And make money they did.
The pair took the former Dey Brother’s department store in Syracuse two years ago and turned it into upscale apartments with a few office suites.
Its residential units are currently fully leased.
Doucette is credited with being one of the developers that began a revitalization of downtown that’s picking up speed. He and others put apartments above many of the Armory Square section’s trendy bars, restaurants and shops in the ’90s.
“We were advancing a trend that was taking place in a lot of other places in America,” Doucette says of his work. “It just took a long time to catch up.”
Now that vision is spreading, and other developers are following suit.
Up the street from the Dey Brother’s building, several formerly vacant retail and office buildings – many of them built in the early-to-mid 20th century – are now being converted into apartments and condominiums.
A new-found desire to live in the city’s urban core is driving the construction boom. The Downtown Committee, a booster organization, says there is a 99 percent occupancy rate for the neighborhood’s 913 market-rate residential units, with another 500 or so more currently undergoing renovation.

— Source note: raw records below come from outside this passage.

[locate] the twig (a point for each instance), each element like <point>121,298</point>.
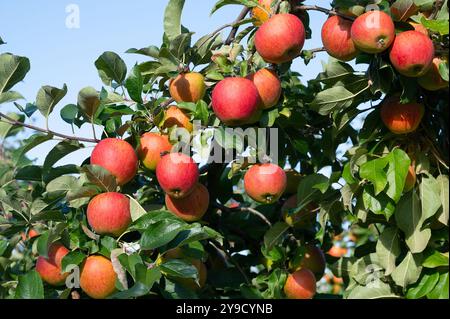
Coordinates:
<point>324,10</point>
<point>12,121</point>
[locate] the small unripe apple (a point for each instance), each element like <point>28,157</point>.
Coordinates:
<point>300,285</point>
<point>412,53</point>
<point>268,85</point>
<point>280,39</point>
<point>373,32</point>
<point>49,269</point>
<point>109,213</point>
<point>187,87</point>
<point>116,156</point>
<point>411,177</point>
<point>151,147</point>
<point>177,174</point>
<point>401,118</point>
<point>192,207</point>
<point>432,80</point>
<point>261,15</point>
<point>174,116</point>
<point>235,100</point>
<point>98,278</point>
<point>337,40</point>
<point>265,183</point>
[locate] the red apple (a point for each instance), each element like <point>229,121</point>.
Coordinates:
<point>177,174</point>
<point>373,32</point>
<point>174,116</point>
<point>109,213</point>
<point>98,278</point>
<point>268,85</point>
<point>118,157</point>
<point>432,80</point>
<point>401,118</point>
<point>187,87</point>
<point>49,269</point>
<point>300,285</point>
<point>337,40</point>
<point>151,147</point>
<point>412,53</point>
<point>265,183</point>
<point>235,100</point>
<point>192,207</point>
<point>280,39</point>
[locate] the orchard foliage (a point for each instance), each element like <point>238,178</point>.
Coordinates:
<point>379,212</point>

The Dey Brother’s department store sits not far from an intersection referred to as “the heart of central New York.” The crossing of South Salina and Fayette Streets is the city’s busiest intersection. But it’s also a place that’s a good representation of the city’s hard economic times over the past few decades.
Many of the historic buildings along the corridor have sat empty for years. But soon the block will look quite different, if all goes according to planned.

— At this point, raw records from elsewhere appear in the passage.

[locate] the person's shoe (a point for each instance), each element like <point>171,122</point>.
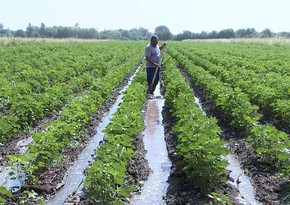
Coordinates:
<point>150,96</point>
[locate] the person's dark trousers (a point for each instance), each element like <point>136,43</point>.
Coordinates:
<point>150,73</point>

The transit authority is finishing up a new bus terminal that will move much of the congestion out of the intersection just in time for VIP Structures to begin a major renovation project.
Dubbed the Pike Block, VIP will transform four vacant buildings into a mix of residential and street-level retail. Work is set to begin once temperatures rise this spring.
While VIP has renovated and built several buildings downtown, this is their first residential project – and it’s expected to be as costly as it is ambitious. Historical tax credits and a lot of work by the Metropolitan Development Foundation (CenterState CEO’s non-profit arm) are easing the project.
“If we were to do this on a conventional basis like our past projects, it just wouldn’t have worked financially,” says VIP President Charles Wallace, Jr. “The project is just too expensive, too complex as compared to the rents that we can obtain.”
VIP envisions the project being the connector between the hip Armory Square and still slightly rundown South Salina Street.
Wallace and his partners don’t expect to turn a profit on the project for several years. But they see it as a way to give back to a city that’s been good to their business.
While growing quickly, downtown’s population is still small compared to other sections of Syracuse.
Doucette says in order to be a true community, downtown will need about 5,000 residential units. But that doesn’t mean downtown’s look and feel won’t change dramatically before that vision is realized.
“Once Salina Street looks entirely different, which it will, all of the sudden you won’t be able to escape the fact that things are different here,” predicts VIP President David Nutting.
“It’s been easy for years to drive by and not notice Armory Square. Once every time you go through Syracuse and you go through that same sort of a feel, I think things will start to change fast.”